Japanese ASR: Fine-Tuning Wav2vec2

Has anyone had any luck training a Wav2Vec2 model with Japanese (or any language with a large number of characters in the alphabet like Chinese)?

I was interested to see how a naive approach would perform so tried the standard training script on a fairly powerful box using the Common Voice Japanese dataset and always hit OOM errors on the first Eval stage. The dataset uses Kanji for the labelled text sections, so the resulting vocab is pretty big which I suspect is the problem, but might also make a resulting model perform badly due to the different pronunciations a single Kanji can carry in different contexts.
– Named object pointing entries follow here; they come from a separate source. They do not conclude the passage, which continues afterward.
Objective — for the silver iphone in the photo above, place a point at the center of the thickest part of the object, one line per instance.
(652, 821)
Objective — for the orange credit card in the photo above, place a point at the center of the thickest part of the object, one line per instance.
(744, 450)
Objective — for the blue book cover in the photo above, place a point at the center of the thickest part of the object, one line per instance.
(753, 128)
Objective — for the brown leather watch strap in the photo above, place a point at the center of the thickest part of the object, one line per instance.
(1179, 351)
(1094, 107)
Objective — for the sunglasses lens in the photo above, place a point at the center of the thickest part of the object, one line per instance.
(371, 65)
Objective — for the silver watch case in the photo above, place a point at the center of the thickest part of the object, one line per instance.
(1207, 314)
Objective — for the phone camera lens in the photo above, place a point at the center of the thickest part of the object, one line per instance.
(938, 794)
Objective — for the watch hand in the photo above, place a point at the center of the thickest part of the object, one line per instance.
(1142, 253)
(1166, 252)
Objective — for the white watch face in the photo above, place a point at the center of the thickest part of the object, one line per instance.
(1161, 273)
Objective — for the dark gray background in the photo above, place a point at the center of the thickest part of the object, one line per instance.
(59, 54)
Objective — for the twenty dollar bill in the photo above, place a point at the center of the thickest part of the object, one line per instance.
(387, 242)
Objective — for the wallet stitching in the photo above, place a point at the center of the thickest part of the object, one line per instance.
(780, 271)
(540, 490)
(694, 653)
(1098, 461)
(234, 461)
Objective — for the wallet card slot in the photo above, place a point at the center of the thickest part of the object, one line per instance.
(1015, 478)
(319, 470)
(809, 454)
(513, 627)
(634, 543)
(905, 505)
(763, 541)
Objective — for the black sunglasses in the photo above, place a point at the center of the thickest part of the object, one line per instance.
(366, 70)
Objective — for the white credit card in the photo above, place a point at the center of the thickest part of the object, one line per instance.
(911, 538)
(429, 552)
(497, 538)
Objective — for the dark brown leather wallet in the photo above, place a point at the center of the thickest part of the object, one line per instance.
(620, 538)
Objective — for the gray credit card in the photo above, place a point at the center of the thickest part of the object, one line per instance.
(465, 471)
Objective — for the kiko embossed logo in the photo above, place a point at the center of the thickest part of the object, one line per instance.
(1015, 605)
For those not familiar with Japanese, it uses a mixture of two phonetic alphabets, Hiragana and Katakana (the second mostly used for phonetically representing foreign imported words) where the characters have specific sounds, and Kanji which can have different pronunciations depending on context (here is a nice example).

There are 46 characters each in Hiragana and Katakana (along with accent type marks that extend it to 71 distinct sounds) while there are tens of thousands of different Kanji.

I was thinking of seeing whether I could first map the texts to a Hiragana and Katakana alphabet and train the model to produce a transcript only using the phonetic characters and then perhaps use a language model to try and convert them back to Kanji but I was interested if anyone else had tried approaching this problem.

I see there’s a few libraries out there for handling the text conversion.

for example.

Trying to train some other language models at the moment, but will give this approach a go and update if I can get it working.